On Thu, 22 Feb 2001, Adam McDougall wrote:

> For FreeBSD, the only plans I have heard about are souping up ffs (ufs) to
> be fsck-less and be more safe during sudden power loss, as well as
> supporting snapshots and maybe some other neat stuff.  I'm pretty syre

     Doesn't being 'fsck-less' and 'more safe during sudden power loss' 
sound like the goal of a journalling FS to you? 0-)  From what I'm given
to understand that was the point behind soft updates, to provide an
alternative to a JFS.  Kinda like the perl motto 'more than one way to do
it' or something. 

> NetBSD has a semi-functional LFS (Logging File System) but I haven't
> looked to see if its production quality yet.  I think we probably wont see

     Actually, LFS was defined as part of 4.4 BSD or at least was given
its very own chapter in 'The Design and Implementation of the 4.4BSD
Operating System'.  I can't remember the publish date on that book and its
not in front of me now, but I think what happened with LFS was that they
ran into a really pernicious problem and development halted on it.  NetBSD
recently started development on it again in an attempt to solve those
problems.  Everything I've seen labels LFS as 'EXPERIMENTAL', so I
wouldn't put it into production. I took a quick jaunt through some of my
BSD systems and noticed that the latest OpenBSD still has the kernel
option for LFS, its absent in FreeBSD and appears to be missing in BSD/OS
as well.  Now, I know LFS has been in BSD/OS before and my version is
lagging a bit behind the latest release, so if I see it reappear when I
upgrade I guess that's a good indication of what direction they're taking.

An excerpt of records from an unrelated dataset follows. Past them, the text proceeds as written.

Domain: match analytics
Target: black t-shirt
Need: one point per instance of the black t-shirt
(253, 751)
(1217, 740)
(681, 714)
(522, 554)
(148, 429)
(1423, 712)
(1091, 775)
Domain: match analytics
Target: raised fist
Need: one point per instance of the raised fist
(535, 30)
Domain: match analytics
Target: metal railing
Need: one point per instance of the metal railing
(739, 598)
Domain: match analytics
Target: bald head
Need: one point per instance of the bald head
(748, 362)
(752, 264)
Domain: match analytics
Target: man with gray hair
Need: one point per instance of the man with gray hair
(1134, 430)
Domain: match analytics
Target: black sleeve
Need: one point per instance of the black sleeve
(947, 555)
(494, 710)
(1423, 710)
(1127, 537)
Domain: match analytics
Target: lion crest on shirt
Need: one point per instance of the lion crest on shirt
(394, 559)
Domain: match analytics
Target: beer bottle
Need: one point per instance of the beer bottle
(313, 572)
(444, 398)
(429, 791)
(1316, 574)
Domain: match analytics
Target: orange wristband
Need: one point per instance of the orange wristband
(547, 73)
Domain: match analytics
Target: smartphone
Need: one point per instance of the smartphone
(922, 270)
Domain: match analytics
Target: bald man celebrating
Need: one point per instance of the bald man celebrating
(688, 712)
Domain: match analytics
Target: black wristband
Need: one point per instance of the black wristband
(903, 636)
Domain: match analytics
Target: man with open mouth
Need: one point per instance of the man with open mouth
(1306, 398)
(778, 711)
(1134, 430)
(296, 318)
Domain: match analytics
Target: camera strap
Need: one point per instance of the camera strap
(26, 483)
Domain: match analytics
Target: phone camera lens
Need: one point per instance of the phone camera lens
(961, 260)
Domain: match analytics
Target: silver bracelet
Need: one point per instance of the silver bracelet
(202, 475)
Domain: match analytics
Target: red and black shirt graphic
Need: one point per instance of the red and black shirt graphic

> up.  I believe someone named Terry Lambert has ported JFS to FreeBSD
> and/or FreeBSD to something that uses JFS (cant remember which) but he is
> disenchanted by people's reluctance to accept code officially into
> products just based on their technical accomplishments.  Unfortunately
> some code gets rejected due to bad coding style and sometimes bad author
> attitude instead of cleaned up :/

     That will probably be the sticking point with most of the *BSDs -
something political. A couple of the project's charters prohibit them from
including any software in their 'core' if its liscense is more restrictive
than the BSD liscense.  I can't recall, but are XFS and JFS released under
GPL?  Of course, BSD/OS wouldn't necessarily be inhibited by GPL
liscensing issues.

--
"Is that sound you're hearing the trumpeting of St. Peter's angels
 or the screams of Memnoch's tortured souls?"